Intervention de Jean Pisani-Ferry

Réunion du 10 décembre 2015 à 14h45
Mission d'information relative au paritarisme

Jean Pisani-Ferry, commissaire général à la stratégie et à la prospective, France Stratégie :

On a raison de s'interroger sur les conséquences qu'ont ces plateformes sur le travail ; mais en amont, il faut aussi s'interroger sur la destruction, et donc la réinvention, de l'entreprise. Celle-ci s'organise sur une base hiérarchique, se mettant ainsi hors marché. Ces plateformes organisent, pour leur part, par la technologie, la coexistence de différents offreurs – de travail, d'activité, de produits – sans qu'ils aient besoin de passer par une relation hiérarchique pour les coordonner. C'est donc d'abord le modèle de l'entreprise traditionnelle qui est attaqué, et la supériorité du modèle de l'entreprise sur le petit producteur, qui a fait la révolution industrielle.

Ces plateformes, auxquelles chacun peut avoir accès, organisent la standardisation et la mesure de la qualité grâce à la notation des utilisateurs. On vend ainsi son travail à la tâche : Amazon a ainsi lancé un service nommé Mechanical Turk qui vous permet de gagner quelques centimes en regardant par exemple une vidéo pendant dix minutes, en notant certaines choses. Cela me paraît très disruptif, et bien difficile à remettre dans les cases existantes que sont le salariat et le travail indépendant.

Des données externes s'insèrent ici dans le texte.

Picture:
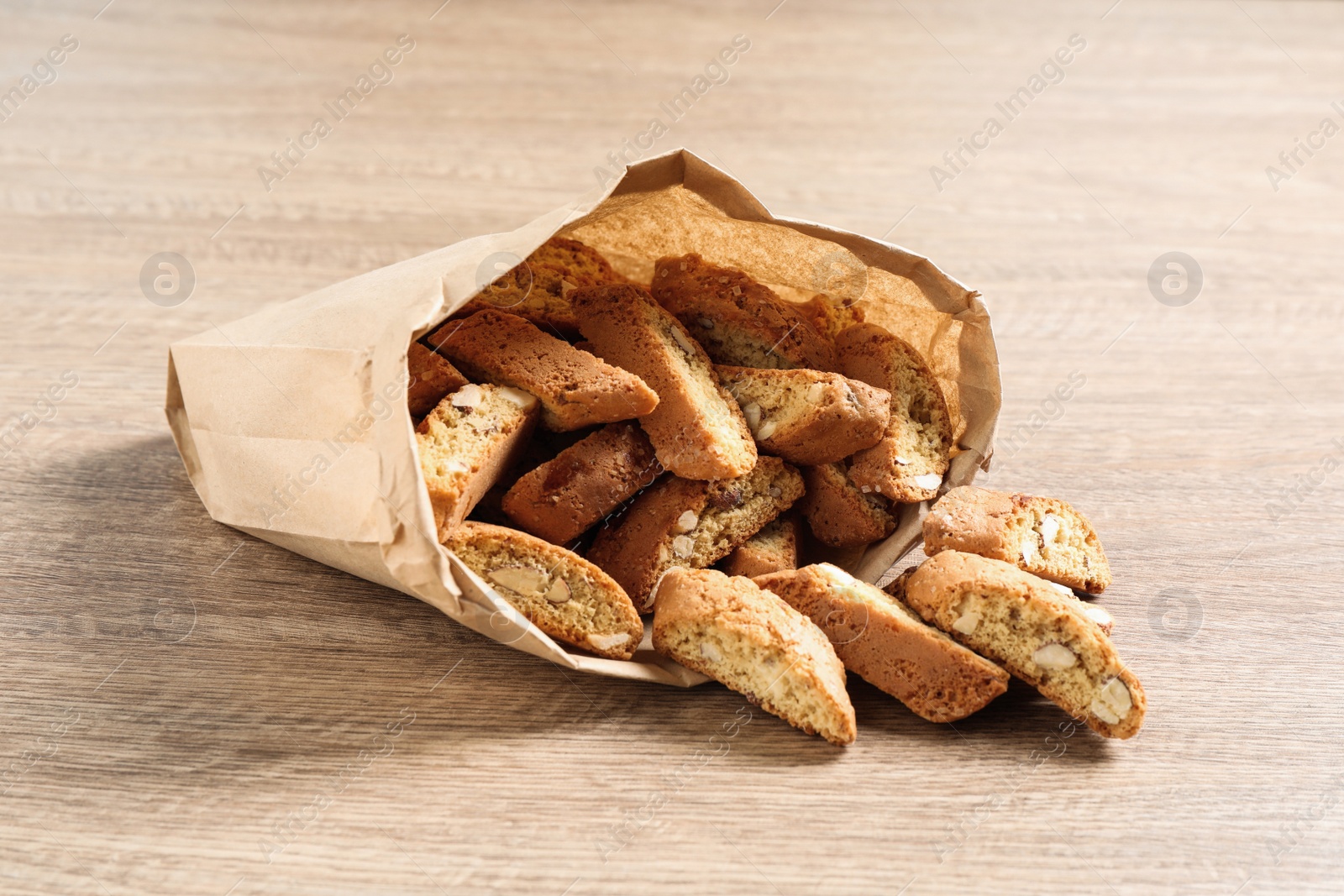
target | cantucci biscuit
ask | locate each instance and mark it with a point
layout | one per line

L'idée d'expérimentation me semble assez bonne, puisque nous voyons se développer l'exploitation de failles réglementaires, mais aussi la création de modèles d'affaires complètement nouveaux. Or il est bien difficile de distinguer d'emblée ce qui relève de l'une ou de l'autre. On peut donc laisser les modèles alternatifs vivre pendant un certain temps, pour examiner leurs effets et les laisser éventuellement faire leurs preuves, car ils peuvent être porteurs d'innovation et même de progrès. Par la suite, il faut remettre à égalité les différents participants à un marché. Si l'on rabat tout de suite le nouveau sur l'existant, on risque de tuer une partie des innovations apportées par le nouveau.

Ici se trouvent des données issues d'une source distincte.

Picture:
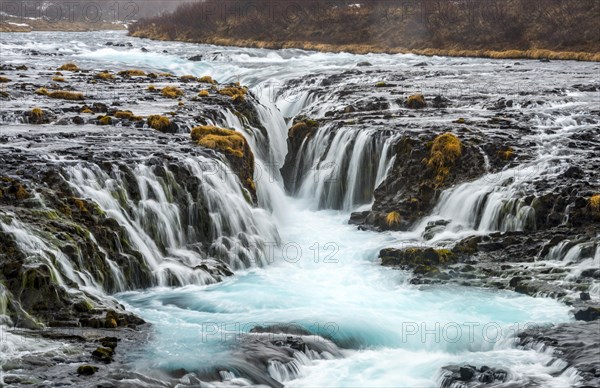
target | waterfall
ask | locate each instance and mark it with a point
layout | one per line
(165, 221)
(339, 169)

Monsieur le rapporteur, vous évoquez le cas des chômeurs. Justement, ce dont manquent les chômeurs, c'est de crédit, c'est-à-dire de la possibilité de miser sur l'anticipation de revenus futurs. Or un instrument comme le CPA peut permettre d'anticiper sur des droits futurs : parce qu'il assure une continuité dans le temps, on peut imaginer, dans une certaine mesure, un crédit sur des droits futurs accumulés dans tel ou tel domaine, en matière de formation par exemple. L'accès au crédit au sens financier, ce ne sera pas possible. Mais avec le CPA, on peut mettre en place quelque chose… Mme Mahfouz semble me trouver bien prospectif, mais je crois vraiment que l'accès au crédit est ce qui peut permettre de rebondir.